When war broke out on 25 June 1950, the US Army and the Signal Corps were undermanned and ill-equipped. The Corps brought up Reserve signal officers and units and expanded training facilities. There were shortages of various critical components; the equipment was old, mostly WWII era; wire still primarily used; and signalmen struggled to string wire through inhospitable terrain.
These men also made excellent targets for the enemy ambushes. The enemy and fleeing civilians often cut lines making the use of messengers necessary and vital. For long distances, VHF and microwave proved to be the backbone of Eight Army communications. It was flexible enough to keep up with the infantry in its rapid moves that characterized the fighting of 1950-1951. But wire remained number one in their hearts.

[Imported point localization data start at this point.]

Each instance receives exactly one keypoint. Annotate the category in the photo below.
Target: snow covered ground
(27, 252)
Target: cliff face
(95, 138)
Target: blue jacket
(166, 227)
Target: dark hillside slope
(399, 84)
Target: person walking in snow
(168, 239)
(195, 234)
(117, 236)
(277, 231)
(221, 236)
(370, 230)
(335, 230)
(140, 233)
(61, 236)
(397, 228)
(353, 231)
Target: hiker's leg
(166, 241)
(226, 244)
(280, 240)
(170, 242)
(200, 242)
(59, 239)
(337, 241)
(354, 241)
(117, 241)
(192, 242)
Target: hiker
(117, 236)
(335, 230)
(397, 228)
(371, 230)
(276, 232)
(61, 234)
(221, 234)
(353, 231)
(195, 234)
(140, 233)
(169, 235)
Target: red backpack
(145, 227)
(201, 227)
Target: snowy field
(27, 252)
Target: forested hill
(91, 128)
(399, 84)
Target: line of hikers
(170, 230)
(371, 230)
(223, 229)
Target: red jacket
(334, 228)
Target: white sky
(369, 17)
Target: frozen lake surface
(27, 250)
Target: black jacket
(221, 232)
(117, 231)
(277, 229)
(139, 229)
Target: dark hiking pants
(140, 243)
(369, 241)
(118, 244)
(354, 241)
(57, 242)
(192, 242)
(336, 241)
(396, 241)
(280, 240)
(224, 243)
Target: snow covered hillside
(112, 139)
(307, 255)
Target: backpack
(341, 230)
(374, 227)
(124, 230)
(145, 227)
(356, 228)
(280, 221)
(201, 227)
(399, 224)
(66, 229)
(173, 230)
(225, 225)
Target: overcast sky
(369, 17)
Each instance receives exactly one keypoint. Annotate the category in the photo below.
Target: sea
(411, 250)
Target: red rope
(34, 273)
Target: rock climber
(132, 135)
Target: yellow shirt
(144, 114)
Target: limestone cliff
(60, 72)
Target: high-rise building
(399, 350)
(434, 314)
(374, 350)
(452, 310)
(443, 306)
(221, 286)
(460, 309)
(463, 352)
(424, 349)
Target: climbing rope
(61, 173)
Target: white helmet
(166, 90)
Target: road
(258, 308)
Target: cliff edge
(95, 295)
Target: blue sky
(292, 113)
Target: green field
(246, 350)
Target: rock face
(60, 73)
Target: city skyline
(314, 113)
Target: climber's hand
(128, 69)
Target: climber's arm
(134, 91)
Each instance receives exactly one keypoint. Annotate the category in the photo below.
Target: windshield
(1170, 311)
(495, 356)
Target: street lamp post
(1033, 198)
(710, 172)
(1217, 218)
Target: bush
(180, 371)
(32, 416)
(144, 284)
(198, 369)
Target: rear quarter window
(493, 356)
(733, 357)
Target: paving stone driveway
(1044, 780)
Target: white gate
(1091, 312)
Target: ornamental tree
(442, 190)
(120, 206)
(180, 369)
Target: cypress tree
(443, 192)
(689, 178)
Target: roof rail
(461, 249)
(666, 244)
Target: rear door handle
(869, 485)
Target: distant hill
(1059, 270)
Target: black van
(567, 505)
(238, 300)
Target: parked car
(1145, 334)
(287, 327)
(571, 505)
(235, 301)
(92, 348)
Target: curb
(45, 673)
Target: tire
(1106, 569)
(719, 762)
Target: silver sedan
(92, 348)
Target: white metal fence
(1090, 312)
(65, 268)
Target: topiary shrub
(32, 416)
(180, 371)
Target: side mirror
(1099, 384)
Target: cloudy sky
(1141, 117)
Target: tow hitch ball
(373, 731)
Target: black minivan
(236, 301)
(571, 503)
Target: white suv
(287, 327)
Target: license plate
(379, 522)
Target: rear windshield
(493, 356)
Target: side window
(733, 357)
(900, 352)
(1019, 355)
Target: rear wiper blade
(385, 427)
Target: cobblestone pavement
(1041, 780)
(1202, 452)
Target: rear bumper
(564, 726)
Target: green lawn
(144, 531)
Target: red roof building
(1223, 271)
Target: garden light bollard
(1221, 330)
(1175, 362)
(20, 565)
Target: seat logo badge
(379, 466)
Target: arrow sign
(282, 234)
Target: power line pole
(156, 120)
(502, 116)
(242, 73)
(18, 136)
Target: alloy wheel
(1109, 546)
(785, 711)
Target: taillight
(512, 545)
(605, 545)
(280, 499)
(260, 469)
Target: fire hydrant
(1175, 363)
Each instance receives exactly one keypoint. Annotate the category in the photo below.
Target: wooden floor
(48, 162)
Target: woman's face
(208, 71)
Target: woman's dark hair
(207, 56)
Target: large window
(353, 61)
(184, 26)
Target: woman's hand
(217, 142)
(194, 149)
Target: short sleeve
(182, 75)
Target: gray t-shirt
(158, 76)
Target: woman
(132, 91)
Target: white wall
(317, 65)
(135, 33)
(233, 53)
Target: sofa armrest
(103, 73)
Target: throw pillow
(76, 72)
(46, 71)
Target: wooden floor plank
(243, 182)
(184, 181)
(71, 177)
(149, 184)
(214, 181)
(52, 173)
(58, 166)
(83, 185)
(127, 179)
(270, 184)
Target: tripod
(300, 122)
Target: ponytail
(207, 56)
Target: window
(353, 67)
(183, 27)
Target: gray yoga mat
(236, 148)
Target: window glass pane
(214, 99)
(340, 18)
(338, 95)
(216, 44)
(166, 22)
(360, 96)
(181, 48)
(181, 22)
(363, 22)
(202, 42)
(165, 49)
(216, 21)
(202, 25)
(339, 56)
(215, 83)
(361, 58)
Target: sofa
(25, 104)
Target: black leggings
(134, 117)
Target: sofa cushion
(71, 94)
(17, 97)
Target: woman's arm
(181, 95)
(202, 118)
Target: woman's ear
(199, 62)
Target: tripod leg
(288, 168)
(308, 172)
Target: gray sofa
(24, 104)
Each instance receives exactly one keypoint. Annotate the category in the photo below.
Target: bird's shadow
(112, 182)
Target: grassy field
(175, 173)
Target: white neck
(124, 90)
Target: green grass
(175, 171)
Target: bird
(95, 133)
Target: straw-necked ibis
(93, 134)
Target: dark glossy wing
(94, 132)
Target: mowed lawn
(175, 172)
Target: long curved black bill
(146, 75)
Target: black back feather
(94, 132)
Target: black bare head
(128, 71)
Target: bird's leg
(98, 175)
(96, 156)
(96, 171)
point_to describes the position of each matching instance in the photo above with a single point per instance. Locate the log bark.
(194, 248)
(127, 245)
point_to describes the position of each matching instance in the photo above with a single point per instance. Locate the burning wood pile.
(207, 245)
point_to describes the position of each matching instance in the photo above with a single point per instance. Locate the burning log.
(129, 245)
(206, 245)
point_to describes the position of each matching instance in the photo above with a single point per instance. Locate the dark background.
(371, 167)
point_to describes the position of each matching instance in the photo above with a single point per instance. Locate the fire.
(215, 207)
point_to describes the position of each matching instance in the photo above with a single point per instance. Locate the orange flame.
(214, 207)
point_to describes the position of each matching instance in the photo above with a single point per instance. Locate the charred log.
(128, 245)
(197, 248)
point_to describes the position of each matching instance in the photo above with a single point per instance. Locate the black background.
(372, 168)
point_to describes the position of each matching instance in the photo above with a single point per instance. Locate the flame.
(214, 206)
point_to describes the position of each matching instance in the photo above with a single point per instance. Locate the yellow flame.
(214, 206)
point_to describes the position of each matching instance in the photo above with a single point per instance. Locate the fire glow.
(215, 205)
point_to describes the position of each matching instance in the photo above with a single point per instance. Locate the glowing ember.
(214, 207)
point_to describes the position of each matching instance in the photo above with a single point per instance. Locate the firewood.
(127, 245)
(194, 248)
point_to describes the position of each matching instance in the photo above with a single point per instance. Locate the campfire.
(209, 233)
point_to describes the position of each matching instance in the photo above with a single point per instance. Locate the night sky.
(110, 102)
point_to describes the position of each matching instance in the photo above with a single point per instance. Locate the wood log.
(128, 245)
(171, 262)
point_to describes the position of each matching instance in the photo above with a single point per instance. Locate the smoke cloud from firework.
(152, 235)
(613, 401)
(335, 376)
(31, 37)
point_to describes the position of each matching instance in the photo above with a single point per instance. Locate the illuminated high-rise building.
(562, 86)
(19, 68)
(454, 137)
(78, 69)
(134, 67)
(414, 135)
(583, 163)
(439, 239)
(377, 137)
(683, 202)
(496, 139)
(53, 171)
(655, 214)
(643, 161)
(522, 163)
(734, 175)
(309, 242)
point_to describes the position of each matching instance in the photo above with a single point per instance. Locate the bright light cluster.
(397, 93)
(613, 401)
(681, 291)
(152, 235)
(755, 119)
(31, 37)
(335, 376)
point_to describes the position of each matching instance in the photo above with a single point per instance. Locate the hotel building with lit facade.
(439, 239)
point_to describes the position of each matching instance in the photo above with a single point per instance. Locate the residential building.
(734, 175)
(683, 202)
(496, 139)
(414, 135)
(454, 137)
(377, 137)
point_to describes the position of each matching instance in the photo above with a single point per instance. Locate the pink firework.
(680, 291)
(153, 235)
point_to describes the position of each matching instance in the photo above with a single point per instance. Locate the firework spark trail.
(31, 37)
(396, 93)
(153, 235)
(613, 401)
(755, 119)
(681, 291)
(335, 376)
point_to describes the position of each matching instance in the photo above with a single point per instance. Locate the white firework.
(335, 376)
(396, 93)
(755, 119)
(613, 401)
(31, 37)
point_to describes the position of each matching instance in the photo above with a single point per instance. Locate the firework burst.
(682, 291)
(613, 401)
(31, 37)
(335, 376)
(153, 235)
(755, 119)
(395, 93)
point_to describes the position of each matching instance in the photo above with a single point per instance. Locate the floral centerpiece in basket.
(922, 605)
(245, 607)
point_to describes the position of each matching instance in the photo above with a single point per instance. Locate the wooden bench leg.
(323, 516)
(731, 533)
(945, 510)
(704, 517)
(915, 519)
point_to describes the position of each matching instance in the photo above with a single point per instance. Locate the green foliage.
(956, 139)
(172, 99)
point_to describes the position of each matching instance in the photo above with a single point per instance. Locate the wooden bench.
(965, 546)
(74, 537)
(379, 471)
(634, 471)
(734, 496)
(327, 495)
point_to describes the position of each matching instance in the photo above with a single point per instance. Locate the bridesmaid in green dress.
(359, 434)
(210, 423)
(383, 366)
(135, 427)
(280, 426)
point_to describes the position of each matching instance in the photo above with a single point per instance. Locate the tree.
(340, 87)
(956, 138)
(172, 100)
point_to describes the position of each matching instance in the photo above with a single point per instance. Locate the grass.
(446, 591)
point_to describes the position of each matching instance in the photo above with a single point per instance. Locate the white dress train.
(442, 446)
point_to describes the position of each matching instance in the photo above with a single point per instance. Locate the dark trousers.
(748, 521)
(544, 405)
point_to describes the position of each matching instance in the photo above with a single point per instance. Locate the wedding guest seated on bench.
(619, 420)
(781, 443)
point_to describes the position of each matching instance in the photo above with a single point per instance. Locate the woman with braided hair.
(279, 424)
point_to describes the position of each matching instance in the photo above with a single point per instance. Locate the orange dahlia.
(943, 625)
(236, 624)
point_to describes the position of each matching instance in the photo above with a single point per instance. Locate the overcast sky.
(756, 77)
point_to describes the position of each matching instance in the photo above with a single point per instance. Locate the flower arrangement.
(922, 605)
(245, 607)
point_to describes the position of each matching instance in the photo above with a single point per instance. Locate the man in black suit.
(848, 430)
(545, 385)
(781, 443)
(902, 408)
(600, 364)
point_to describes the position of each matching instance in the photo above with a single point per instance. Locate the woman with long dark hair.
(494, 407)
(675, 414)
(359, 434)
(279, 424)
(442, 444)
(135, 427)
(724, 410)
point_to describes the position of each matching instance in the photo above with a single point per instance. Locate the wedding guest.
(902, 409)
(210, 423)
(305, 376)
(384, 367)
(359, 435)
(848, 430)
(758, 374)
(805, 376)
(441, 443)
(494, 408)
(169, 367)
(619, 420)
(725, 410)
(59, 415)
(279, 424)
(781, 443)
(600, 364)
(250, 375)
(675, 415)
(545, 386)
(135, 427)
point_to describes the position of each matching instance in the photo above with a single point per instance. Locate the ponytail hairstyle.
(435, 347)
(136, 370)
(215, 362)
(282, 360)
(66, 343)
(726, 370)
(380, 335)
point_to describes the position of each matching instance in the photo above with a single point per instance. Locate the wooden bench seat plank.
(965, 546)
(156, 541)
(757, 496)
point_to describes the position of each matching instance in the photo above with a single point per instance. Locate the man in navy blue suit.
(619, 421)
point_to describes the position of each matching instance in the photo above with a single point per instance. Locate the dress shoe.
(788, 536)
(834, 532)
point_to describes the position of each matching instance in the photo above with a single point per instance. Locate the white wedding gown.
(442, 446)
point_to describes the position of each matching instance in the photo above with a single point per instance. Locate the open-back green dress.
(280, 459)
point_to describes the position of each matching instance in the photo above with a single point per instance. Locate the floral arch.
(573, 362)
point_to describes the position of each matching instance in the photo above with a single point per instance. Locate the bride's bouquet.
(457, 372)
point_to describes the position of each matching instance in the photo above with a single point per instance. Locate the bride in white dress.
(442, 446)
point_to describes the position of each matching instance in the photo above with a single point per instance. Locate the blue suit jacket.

While much of the equipment resembled that used in WWII, the Signal Regiment did introduce new devices and innovations as the AN/GRC-26, mobile radiotelephone station; an improved ground radar to locate mortar emplacements; L-5 aircraft were used to deliver up to 34,000 pounds of messages a month; and used planes and helicopters were used to lay wire in rough terrain.
The Korean War brought more challenges to the members of the Regiment than any war previous. Fixed signal stations were prime targets for the enemy and the hostilities produced 334 casualties from the Signal Regiment. CPT Walt Bundy and LT George Mannan were posthumously awarded distinguished service crosses for their actions on 1-2 OCT 1950. During a night infiltration, they covered the escape of seventeen enlisted soldiers from their overrun position at the cost of their own lives. Others who rose above and beyond the call of duty in a hostile new kind of war were the soldiers of the 272d Signal Construction Co. One of several all-black units, the 272d participated in six campaigns between 1950 and 1951, and earned a Meritorious Unit Commendation.